How Detailed Should Client Records Be?
One of the things I like about being an exempt practitioner is that I simply ignore the kinds of busywork that other people do. As a hypnotherapist, I’m doing short-term, solutions-based therapy. This means that there’s a lot of stuff I don’t have to do:
- I don’t take a detailed case history — or any case history, unless “How long have you been smoking?” counts as a case history. Clients come to see me for the problems they have now. Going back to the problem’s origin is one way of working with a problem, but it’s optional, and it’s irrelevant to my first sessions. It’s appalling that people say, “Hi, how are you, we’ve just met, tell me all your deepest, darkest secrets.”

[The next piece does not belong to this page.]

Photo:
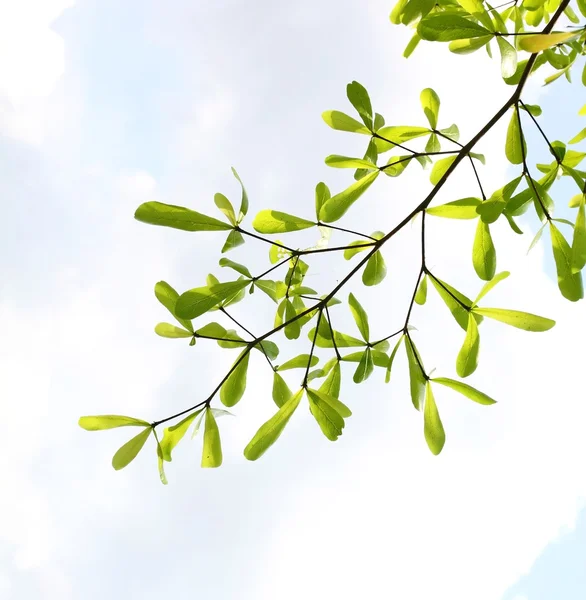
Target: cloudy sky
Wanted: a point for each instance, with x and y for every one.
(104, 105)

- I don’t do a diagnosis. It’s not just that, given the way I work, a diagnosis would be meaningless busywork that wastes the client’s time and money. It’s also that, if I’m going to burden a client with some kind of label, it’s damn well going to be a label that’s therapeutic in itself, and not some kind of scary mental disease diagnosis!
- I make few notes. Why should I take detailed notes? During the session, I’m busy, and afterwards, my plan for the next session is always the same: reinforce progress, and do something new for those aspects of the problem that have shown little progress. The client, and not my notes, is the repository of what’s happening with the client. My notes often contain fewer than a dozen words per session, just a few key words or phrases that the client said, that I want to use verbatim later in the session, plus a telegraphic list of the processes we used.
The upshot is that, if someone wanted to hurt my client through stolen case notes, yeah — good luck with that.
On the other hand, I can use my notes to help a client. There’s enough there that I can confidently give testimony on a client’s behalf at some later time.
I’m not saying that this is the kind of note-taking that everyone should use. Licensed therapists have rules they’re supposed to follow, and you might as well follow them to the extent that they don’t expose your clients to harm. Nor am I familiar with every kind of therapy, so I can’t say whether some of them rely for on copious, frequently re-read notes for good therapeutic outcomes. If so, such notes should be especially well guarded.